Is there a possibility that some vaccines might be contaminated with the BSE agent? (See above "What is the chance/risk that a vaccine on the market in the US contains the BSE agent")
My child was just immunized. Should I be worried?
No. FDA and other Public Health Service agencies believe that the risk of contamination of any US licensed vaccine with the BSE agent is remote and theoretical. FDA asked a special joint meeting of the Transmissible Spongiform Encephalopathy and the Vaccines and Related Biological Products Advisory Committees to review the available vaccine risk and benefit information. This joint committee concluded that the substantial risk of disease due to not vaccinating children far outweighs the theoretical risk posed by vaccines that have a remote chance of containing the BSE agent (see PHS statement in MMWR and "Recommendations for the Use of Vaccines Manufactured with Bovine Derived Materials")
Why are you continuing to vaccinate children with a vaccine that may be contaminated with BSE causing materials?
Also see above "Why is FDA leaving vaccines on the market that did not follow its own recommendations regarding sourcing of bovine derived materials?" FDA and other Public Health Service agencies believe that the risk of contamination of any US licensed vaccine with the BSE agent is remote and theoretical. FDA asked a special joint meeting of the Transmissible Spongiform Encephalopathy and the Vaccines and Related Biological Products Advisory Committees to review the available vaccine risk and benefit information. This joint committee concluded that the substantial risk of disease due to not vaccinating children far outweigh the theoretical risk posed by vaccines that have a remote chance of containing the BSE agent (see PHS statement in MMWR and "Recommendations for the Use of Vaccines Manufactured with Bovine Derived Materials")
What is being done to ensure the United States' vaccine supply is safe?
Also see above "What is FDA doing now to assure that companies follow guidance, letters and PTC documents?" FDA and the other PHS agencies believe that vaccines licensed for use in the US are safe and effective. However, because even the perception of risk could have negative consequences for the use of vaccines and because it is possible to decrease the risk of an already safe product even further, manufacturers of affected vaccines have agreed to change the source of the bovine derived material used during production of the working seeds and cell banks and for routine production (see "Recommendations for the Use of Vaccines Manufactured with Bovine Derived Materials").
When will vaccine manufacturers finish replacing cow-derived materials in vaccines with materials obtained from countries free of BSE?

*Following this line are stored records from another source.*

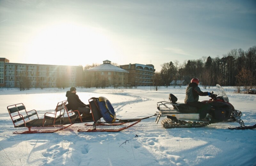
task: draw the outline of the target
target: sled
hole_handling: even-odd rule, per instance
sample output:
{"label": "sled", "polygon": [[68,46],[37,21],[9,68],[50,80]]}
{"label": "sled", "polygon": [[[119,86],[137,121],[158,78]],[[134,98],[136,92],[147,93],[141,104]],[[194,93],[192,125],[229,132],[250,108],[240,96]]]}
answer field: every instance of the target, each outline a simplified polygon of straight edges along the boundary
{"label": "sled", "polygon": [[[114,114],[115,114],[115,113],[114,112],[114,110],[112,110],[111,111],[111,112],[110,112],[110,111],[109,110],[108,110],[108,111],[107,111],[108,108],[112,108],[112,106],[110,105],[111,103],[110,103],[110,102],[109,102],[108,104],[107,103],[107,99],[105,98],[104,98],[104,102],[106,102],[105,107],[106,107],[106,109],[102,110],[102,109],[105,109],[105,108],[101,108],[99,106],[99,102],[100,102],[99,99],[100,98],[100,97],[100,97],[99,98],[92,97],[89,100],[89,104],[90,104],[90,108],[91,108],[91,111],[92,111],[92,118],[93,120],[93,124],[85,123],[84,124],[87,126],[93,126],[93,129],[89,130],[79,129],[77,130],[78,132],[118,132],[127,129],[134,125],[140,122],[142,120],[149,118],[153,116],[155,116],[155,115],[154,115],[142,118],[126,119],[116,119],[115,117],[113,117],[112,119],[113,120],[112,121],[102,122],[100,121],[100,119],[102,117],[104,117],[104,116],[105,117],[107,117],[108,116],[109,116],[109,117],[106,117],[105,118],[104,118],[104,120],[106,120],[106,119],[109,119],[110,117],[113,116],[112,115]],[[103,114],[102,112],[104,112],[104,114]],[[103,114],[103,115],[102,115]],[[117,129],[98,129],[96,127],[96,126],[119,126],[124,124],[128,123],[132,123],[128,126],[121,127]]]}
{"label": "sled", "polygon": [[[106,99],[105,98],[101,97]],[[105,117],[109,120],[109,117],[113,116],[108,117],[108,114],[109,112],[108,111],[106,112],[105,114],[102,115],[102,111],[105,110],[102,110],[102,108],[99,107],[97,102],[99,99],[99,98],[93,97],[89,99],[91,115],[84,117],[81,116],[78,110],[71,110],[68,102],[66,100],[58,102],[54,111],[45,113],[44,118],[39,118],[37,112],[35,109],[27,111],[23,103],[9,106],[7,109],[14,128],[26,127],[28,129],[24,131],[16,131],[13,132],[14,134],[52,133],[66,129],[74,124],[81,123],[85,123],[85,126],[92,126],[93,128],[88,130],[79,129],[78,130],[79,132],[118,132],[133,126],[142,120],[155,116],[140,118],[119,119],[116,118],[113,108],[111,114],[108,115],[115,115],[114,118],[112,119],[113,121],[101,122],[102,117]],[[106,103],[106,109],[112,106],[110,105],[110,102],[108,104],[108,107]],[[93,124],[87,123],[92,122],[93,122]],[[130,124],[117,129],[98,129],[96,127],[96,126],[119,126],[128,123],[130,123]]]}
{"label": "sled", "polygon": [[[45,113],[42,118],[39,118],[36,110],[27,111],[23,103],[8,106],[7,109],[14,128],[27,127],[28,129],[13,133],[52,133],[63,130],[75,123],[93,121],[91,117],[82,118],[80,115],[75,114],[69,115],[70,112],[65,107],[66,102],[64,101],[58,102],[54,112]],[[65,111],[68,115],[67,117],[64,117]]]}

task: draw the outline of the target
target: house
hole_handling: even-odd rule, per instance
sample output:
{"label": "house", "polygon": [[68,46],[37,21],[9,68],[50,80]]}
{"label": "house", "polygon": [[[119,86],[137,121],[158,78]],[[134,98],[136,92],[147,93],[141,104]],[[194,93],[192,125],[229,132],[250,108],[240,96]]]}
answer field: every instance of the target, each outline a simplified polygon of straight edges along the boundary
{"label": "house", "polygon": [[186,82],[185,80],[173,80],[171,83],[170,85],[186,85]]}

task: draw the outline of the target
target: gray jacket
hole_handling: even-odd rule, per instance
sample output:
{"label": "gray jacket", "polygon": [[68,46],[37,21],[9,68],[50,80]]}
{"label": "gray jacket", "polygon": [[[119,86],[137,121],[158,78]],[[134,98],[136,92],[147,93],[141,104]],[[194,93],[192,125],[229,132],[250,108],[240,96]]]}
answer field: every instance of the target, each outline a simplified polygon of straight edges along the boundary
{"label": "gray jacket", "polygon": [[208,92],[201,91],[200,88],[196,83],[190,83],[186,89],[186,97],[184,101],[185,103],[188,102],[198,102],[199,95],[208,96]]}

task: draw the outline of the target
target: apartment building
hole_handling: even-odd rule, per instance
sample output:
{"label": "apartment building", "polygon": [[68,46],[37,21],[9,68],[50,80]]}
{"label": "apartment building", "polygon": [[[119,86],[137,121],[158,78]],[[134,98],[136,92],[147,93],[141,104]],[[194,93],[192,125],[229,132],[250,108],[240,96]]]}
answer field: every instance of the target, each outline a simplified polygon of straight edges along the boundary
{"label": "apartment building", "polygon": [[10,63],[0,58],[0,87],[76,87],[82,81],[82,66]]}

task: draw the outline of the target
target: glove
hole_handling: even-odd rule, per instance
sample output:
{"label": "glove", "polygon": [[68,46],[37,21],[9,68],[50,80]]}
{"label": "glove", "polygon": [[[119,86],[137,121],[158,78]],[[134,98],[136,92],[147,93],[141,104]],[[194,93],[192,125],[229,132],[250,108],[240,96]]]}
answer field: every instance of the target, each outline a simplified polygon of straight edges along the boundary
{"label": "glove", "polygon": [[208,92],[208,96],[209,97],[211,97],[212,96],[212,94],[211,93],[211,92]]}

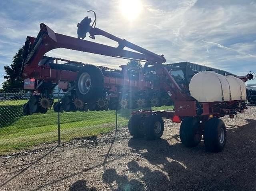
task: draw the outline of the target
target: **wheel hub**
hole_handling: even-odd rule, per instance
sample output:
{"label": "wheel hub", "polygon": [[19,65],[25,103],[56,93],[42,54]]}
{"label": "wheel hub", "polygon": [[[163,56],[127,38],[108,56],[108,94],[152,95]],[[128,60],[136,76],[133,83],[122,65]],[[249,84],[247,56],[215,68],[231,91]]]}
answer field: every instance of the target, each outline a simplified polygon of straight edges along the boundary
{"label": "wheel hub", "polygon": [[78,88],[82,94],[86,94],[91,88],[91,77],[87,72],[82,74],[78,80]]}
{"label": "wheel hub", "polygon": [[154,125],[154,130],[156,134],[158,134],[161,132],[162,125],[160,121],[156,121]]}
{"label": "wheel hub", "polygon": [[50,107],[50,104],[49,99],[45,96],[39,98],[39,105],[44,109],[48,109]]}
{"label": "wheel hub", "polygon": [[120,105],[122,108],[125,109],[128,105],[128,101],[126,99],[121,99],[120,101]]}

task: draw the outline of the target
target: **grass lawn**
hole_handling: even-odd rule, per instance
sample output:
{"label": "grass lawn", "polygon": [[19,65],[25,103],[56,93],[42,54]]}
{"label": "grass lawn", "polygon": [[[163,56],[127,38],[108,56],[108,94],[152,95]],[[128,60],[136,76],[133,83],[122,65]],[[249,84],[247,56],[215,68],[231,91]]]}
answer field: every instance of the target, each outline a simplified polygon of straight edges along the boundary
{"label": "grass lawn", "polygon": [[[51,109],[45,114],[23,116],[23,104],[26,101],[0,101],[0,154],[57,141],[58,113]],[[152,109],[166,110],[172,108],[162,106]],[[118,111],[118,127],[128,125],[132,110]],[[97,136],[114,129],[115,111],[64,112],[60,114],[60,121],[62,141]]]}

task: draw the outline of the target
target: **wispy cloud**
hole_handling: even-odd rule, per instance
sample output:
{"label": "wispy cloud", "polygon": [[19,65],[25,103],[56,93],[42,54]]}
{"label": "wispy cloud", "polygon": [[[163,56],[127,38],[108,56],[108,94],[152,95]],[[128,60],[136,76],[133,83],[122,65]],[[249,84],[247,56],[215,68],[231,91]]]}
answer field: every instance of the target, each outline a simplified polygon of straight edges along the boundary
{"label": "wispy cloud", "polygon": [[[94,10],[97,14],[98,27],[164,54],[168,63],[187,61],[238,75],[256,70],[255,2],[247,0],[141,1],[144,5],[142,12],[132,22],[122,16],[119,0],[1,2],[0,69],[2,63],[10,64],[12,56],[23,45],[26,36],[37,35],[41,22],[56,32],[75,37],[77,23],[86,15],[92,16],[86,12]],[[101,37],[97,37],[96,41],[116,45]],[[107,63],[116,68],[126,62],[67,50],[54,50],[47,55],[98,65],[107,66]],[[1,80],[0,78],[0,83]]]}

The time to make a vaccine and bring it to market can take several months to a year. Most vaccine made using bovine derived material from non-BSE risk countries was available at the end of 2001.
Shouldn't all potentially contaminated vaccine be destroyed?
Also see above "Why is FDA leaving on the market vaccines which may be contaminated with the BSE agent?" FDA and other PHS agencies believe that the vaccines currently licensed for use in the US are safe. A special joint meeting of the TSE and Vaccines and Related Biological Products Advisory Committees concluded that the real risk of disease due to not vaccinating far outweighs the theoretical risk posed by exposure to vaccines that have a remote chance of containing the BSE agent.